The discussion highlighted a fundamental shift in the CFO’s role, now encompassing performance management, stewardship, disruption, and people management. Kaushik Mitra, VP Finance and CFO for India at PepsiCo, emphasised the necessity of real-time performance tracking and robust risk management to enable agile decision-making.
CFOs are not just guardians of the balance sheet. They are becoming critical drivers of innovation through AI, digital transformation and strategic investments. This evolution requires CFOs to be financially astute and forward-thinking visionaries.
Capital efficiency emerged as a key theme in the discussions, particularly in today’s uncertain economic climate. Kabir Ahmed Shakir, CFO of Tata Communications, underscored the importance of managing free cash flow strategically to support investments in innovation and sustainability initiatives.
Optimising treasury operations is essential to maintain liquidity while driving returns from surplus capital. As Shakir noted, “We are laser-focused on improving EBIT to cash conversion, which directly impacts our capacity to invest in transformational initiatives.”
A recurring theme throughout the discussion was the integration of sustainability into financial strategies.
Ritesh Tiwari, CFO of Hindustan Unilever, stressed that sustainability is not just a corporate responsibility but a competitive advantage. By aligning long-term environmental goals with financial performance—such as their commitment to saving 3 trillion liters of water—HUL enhances its brand reputation and fosters long-term partnerships and investor confidence.
Kaushik Mitra elaborated on PepsiCo’s Pep+ initiative, where sustainability is central to their operational strategies, driving innovation in water neutrality and sustainable packaging.
Technology’s role in driving working capital efficiency cannot be overstated.
Preeti Gupta Mohanty, CFO at Schneider Electric India, discussed how digital tools are integral to achieving ambitious ESG goals, including net-zero supply chain emissions by 2030. By leveraging technology, Schneider Electric streamlines operations while enhancing energy efficiency across its value chain.
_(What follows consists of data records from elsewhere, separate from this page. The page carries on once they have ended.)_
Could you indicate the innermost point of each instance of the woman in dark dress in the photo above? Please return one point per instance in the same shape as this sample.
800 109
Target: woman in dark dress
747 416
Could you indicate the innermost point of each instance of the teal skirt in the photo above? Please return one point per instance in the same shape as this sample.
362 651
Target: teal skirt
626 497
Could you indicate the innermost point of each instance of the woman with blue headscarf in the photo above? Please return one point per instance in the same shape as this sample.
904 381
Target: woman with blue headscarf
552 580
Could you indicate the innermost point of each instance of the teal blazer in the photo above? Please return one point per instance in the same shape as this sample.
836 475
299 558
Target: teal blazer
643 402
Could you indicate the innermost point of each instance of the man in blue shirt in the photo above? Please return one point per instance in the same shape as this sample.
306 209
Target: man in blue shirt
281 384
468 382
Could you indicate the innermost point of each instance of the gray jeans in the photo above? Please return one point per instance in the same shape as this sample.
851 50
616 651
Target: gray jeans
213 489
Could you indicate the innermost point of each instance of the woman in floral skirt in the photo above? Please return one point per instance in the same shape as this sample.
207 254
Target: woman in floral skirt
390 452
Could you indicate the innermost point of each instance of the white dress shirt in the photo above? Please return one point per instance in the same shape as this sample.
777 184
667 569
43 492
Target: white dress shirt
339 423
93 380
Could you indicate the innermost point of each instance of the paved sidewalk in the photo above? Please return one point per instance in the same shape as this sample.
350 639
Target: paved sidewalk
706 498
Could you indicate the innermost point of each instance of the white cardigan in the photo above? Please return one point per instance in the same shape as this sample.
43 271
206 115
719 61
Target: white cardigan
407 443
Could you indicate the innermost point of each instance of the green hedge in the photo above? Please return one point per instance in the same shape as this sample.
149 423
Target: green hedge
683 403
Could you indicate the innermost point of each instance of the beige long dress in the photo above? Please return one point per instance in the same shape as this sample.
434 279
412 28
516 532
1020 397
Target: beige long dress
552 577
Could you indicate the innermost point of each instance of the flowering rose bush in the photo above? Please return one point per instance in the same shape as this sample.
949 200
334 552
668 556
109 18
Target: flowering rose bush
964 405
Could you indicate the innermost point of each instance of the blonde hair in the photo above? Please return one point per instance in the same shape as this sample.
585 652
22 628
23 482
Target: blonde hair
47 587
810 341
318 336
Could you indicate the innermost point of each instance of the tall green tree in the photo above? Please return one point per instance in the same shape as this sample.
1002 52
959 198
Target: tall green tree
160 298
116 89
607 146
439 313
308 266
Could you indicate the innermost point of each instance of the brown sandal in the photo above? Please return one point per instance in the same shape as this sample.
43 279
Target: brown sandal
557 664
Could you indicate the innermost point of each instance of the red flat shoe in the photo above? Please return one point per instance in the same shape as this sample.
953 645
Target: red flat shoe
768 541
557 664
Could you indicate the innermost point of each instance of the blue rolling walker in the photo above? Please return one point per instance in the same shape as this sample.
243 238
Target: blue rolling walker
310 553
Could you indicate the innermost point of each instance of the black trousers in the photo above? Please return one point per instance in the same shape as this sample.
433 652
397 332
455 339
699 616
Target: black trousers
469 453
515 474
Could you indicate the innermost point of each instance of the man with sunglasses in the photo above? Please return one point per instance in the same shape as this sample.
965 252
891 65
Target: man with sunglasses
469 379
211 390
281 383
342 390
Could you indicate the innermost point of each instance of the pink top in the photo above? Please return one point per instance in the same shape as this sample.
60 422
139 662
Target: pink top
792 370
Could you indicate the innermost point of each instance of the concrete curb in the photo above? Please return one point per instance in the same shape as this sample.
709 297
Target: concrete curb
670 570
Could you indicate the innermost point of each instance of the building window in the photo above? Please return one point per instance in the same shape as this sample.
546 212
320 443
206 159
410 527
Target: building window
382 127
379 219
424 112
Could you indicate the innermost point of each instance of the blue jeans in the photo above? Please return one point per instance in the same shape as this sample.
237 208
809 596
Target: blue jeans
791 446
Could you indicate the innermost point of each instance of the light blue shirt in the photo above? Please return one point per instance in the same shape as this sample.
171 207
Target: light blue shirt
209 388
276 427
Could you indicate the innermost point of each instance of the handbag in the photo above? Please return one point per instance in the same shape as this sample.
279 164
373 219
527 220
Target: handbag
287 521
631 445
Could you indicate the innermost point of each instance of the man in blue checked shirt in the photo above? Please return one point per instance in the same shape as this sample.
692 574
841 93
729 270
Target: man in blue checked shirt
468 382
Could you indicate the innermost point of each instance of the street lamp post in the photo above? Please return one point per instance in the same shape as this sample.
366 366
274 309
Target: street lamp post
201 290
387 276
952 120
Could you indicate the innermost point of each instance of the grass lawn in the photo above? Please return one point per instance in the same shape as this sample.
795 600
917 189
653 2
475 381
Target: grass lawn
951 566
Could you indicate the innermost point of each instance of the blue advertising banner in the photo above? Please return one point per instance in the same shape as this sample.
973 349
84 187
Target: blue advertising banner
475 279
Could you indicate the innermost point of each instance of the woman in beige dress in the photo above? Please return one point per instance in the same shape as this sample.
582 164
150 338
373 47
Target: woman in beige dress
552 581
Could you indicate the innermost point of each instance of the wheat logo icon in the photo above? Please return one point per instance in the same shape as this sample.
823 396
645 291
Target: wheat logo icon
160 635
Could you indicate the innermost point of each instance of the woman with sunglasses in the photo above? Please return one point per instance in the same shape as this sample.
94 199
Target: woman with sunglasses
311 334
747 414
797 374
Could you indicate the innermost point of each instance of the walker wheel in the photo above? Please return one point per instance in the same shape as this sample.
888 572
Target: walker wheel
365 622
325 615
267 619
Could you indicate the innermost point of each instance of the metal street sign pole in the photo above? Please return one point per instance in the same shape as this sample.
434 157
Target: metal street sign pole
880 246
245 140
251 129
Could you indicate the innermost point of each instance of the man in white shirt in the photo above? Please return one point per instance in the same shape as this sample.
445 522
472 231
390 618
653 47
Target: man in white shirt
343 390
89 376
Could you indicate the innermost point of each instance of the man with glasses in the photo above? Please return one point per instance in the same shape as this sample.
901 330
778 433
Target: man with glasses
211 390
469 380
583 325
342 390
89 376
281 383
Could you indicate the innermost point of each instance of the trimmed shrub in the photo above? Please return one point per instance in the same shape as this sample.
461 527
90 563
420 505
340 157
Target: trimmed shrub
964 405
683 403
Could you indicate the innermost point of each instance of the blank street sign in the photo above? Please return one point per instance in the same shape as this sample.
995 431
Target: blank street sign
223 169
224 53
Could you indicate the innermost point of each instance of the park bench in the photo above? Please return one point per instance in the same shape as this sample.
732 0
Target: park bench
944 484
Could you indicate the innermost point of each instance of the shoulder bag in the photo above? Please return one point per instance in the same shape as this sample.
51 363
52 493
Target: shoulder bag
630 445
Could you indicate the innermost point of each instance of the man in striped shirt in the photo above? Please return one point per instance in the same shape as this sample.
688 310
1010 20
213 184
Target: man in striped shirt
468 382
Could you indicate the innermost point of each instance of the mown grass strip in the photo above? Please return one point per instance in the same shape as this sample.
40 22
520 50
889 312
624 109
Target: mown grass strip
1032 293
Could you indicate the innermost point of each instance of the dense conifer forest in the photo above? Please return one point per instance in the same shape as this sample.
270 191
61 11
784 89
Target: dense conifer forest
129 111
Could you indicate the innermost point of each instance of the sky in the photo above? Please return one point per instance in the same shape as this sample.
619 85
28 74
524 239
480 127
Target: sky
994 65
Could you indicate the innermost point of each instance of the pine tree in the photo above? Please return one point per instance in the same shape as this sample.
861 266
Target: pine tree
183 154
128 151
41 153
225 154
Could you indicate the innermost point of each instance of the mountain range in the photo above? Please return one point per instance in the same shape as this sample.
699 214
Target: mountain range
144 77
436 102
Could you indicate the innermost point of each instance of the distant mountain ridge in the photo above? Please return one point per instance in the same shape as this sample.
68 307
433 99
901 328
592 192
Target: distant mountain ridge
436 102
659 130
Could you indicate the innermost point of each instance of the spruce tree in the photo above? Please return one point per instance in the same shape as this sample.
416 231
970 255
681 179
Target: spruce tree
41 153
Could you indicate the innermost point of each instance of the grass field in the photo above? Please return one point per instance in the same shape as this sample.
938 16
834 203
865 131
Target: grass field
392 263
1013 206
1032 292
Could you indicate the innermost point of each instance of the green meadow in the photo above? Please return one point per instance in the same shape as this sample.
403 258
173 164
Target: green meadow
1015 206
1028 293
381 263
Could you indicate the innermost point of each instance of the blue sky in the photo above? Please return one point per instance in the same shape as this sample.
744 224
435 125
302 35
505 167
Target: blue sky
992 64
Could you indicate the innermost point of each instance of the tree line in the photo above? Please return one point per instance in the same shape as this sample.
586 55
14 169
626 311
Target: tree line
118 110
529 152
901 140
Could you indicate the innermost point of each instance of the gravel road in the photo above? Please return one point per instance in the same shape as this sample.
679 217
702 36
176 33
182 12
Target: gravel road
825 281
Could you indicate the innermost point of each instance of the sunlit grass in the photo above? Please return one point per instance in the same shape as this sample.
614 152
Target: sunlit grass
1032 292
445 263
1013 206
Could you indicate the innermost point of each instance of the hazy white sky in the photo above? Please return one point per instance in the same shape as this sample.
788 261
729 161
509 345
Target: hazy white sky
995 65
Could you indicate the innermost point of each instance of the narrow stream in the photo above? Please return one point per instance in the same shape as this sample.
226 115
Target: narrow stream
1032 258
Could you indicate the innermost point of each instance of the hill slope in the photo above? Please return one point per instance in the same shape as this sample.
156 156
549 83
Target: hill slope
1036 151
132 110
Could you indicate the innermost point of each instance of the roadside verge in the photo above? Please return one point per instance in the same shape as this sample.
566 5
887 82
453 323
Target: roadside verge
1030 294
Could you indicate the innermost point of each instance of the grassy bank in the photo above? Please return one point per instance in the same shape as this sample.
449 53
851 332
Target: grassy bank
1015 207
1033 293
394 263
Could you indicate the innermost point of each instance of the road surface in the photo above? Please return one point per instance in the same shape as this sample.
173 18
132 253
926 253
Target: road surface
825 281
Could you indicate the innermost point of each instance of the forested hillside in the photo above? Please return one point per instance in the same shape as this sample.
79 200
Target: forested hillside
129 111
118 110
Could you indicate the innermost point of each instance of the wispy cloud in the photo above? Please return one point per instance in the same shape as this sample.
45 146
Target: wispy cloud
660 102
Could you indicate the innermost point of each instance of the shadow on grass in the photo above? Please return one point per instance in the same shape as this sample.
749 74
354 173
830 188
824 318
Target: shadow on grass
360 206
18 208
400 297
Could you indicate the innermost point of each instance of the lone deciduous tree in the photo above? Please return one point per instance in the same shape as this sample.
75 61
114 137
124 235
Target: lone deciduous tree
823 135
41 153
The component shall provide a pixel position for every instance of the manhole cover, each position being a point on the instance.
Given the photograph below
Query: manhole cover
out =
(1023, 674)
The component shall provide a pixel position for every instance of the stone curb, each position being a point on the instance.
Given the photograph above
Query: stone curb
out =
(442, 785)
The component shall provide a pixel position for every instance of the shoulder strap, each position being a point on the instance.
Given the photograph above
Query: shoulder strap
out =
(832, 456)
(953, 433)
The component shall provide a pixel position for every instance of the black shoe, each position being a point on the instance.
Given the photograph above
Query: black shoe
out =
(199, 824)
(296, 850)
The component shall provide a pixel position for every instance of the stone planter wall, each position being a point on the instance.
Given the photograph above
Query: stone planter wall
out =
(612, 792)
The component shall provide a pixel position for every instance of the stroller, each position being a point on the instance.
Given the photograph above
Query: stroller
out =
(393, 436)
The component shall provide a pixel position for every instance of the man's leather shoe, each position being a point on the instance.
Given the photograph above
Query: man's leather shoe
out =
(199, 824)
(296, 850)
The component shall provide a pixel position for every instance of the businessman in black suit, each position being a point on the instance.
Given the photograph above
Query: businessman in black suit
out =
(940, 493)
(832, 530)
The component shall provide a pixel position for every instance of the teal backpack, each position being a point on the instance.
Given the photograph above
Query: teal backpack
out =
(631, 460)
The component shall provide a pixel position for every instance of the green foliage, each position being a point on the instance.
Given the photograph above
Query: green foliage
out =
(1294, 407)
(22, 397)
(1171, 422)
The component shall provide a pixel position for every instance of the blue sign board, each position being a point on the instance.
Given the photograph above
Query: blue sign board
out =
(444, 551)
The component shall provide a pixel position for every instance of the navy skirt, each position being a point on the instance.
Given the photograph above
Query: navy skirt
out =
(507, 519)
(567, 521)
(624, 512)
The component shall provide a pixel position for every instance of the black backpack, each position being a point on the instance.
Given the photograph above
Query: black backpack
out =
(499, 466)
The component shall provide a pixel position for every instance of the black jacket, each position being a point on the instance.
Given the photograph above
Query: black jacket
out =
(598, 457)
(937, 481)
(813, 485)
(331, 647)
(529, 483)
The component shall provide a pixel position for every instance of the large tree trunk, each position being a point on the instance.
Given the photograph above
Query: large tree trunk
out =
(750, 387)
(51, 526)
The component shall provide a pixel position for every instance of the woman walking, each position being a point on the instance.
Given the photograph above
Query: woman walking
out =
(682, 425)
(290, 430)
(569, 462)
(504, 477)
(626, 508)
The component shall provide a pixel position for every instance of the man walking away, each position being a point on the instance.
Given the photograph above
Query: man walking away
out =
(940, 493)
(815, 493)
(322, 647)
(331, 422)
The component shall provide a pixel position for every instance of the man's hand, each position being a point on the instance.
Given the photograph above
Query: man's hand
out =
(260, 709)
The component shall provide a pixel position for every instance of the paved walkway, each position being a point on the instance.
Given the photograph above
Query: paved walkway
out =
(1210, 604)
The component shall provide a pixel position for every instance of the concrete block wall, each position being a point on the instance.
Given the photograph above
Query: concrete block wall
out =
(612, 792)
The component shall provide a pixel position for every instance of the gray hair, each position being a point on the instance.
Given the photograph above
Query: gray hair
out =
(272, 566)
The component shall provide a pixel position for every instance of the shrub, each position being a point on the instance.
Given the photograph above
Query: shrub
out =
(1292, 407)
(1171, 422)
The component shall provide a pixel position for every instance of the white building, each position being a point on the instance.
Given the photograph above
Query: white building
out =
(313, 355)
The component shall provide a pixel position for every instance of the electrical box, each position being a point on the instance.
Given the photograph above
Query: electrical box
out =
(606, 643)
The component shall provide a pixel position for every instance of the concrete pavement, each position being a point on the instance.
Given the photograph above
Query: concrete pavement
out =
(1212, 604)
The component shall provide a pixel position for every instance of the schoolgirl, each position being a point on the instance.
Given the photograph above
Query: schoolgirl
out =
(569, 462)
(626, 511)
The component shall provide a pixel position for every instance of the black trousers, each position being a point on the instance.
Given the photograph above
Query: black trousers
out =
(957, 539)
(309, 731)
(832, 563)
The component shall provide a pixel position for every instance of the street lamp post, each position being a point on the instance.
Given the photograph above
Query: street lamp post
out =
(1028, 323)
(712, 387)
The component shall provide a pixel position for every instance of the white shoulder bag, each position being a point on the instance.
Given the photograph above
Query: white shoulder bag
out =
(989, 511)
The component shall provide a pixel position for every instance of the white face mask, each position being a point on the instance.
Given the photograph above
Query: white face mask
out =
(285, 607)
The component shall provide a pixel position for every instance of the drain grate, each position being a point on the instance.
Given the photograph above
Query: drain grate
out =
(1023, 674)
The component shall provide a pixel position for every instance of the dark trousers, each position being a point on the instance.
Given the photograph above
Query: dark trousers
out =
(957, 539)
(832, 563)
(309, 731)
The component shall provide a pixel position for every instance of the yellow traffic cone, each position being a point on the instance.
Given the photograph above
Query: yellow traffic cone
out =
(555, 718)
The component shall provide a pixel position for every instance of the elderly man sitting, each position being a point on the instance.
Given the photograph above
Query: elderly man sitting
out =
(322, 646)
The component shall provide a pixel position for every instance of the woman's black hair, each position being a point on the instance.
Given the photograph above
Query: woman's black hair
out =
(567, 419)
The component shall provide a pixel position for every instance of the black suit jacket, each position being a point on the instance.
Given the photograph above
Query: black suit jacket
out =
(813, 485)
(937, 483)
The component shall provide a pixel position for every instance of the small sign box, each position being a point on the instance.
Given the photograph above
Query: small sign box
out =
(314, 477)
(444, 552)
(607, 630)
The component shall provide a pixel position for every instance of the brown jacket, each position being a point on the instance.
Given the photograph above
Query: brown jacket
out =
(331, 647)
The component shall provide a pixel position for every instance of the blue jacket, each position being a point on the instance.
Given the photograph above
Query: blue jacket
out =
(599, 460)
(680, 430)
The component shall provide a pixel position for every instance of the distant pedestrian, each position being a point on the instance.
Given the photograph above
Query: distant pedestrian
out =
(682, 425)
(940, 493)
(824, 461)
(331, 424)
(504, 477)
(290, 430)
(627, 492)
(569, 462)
The CFOs agreed that technology-driven solutions, such as dynamic discounting platforms, are vital for unlocking capital tied up in supply chains, enabling businesses to innovate while maintaining financial flexibility.
Amidst fluctuating global markets, regulatory pressures and supply chain disruptions, CFOs are adopting proactive strategies to ensure resilience.
Arnab Roy, CFO of Maruti Suzuki India, emphasised the importance of continuous assessment of market risks and opportunities. A strong risk management framework, combined with data-driven insights, is essential for navigating economic uncertainties while pursuing growth.
Partnerships emerged as critical enablers of sustainability goals. CFOs recognised that aligning with partners who share a commitment to environmental stewardship creates a ripple effect throughout the supply chain.
Preeti Gupta Mohanty spoke about Schneider Electric’s collaboration with suppliers to achieve sustainability targets, highlighting the necessity of collective action in the journey toward net-zero emissions.
The roundtable underscored a significant shift in how CFOs perceive their roles in driving business success. Integrating sustainability into financial strategies is no longer optional; it is a business imperative. By focusing on capital efficiency, risk management and sustainable practices, today’s CFOs are not just safeguarding their companies’ financial futures but also contributing to a more sustainable and resilient global economy.
As businesses evolve in response to economic and environmental challenges, CFOs who lead with innovation, foresight and a commitment to sustainability will set the benchmark for industry leadership. These trailblazing leaders demonstrate that financial performance and sustainability can — and must — go hand in hand to drive long-term growth and value.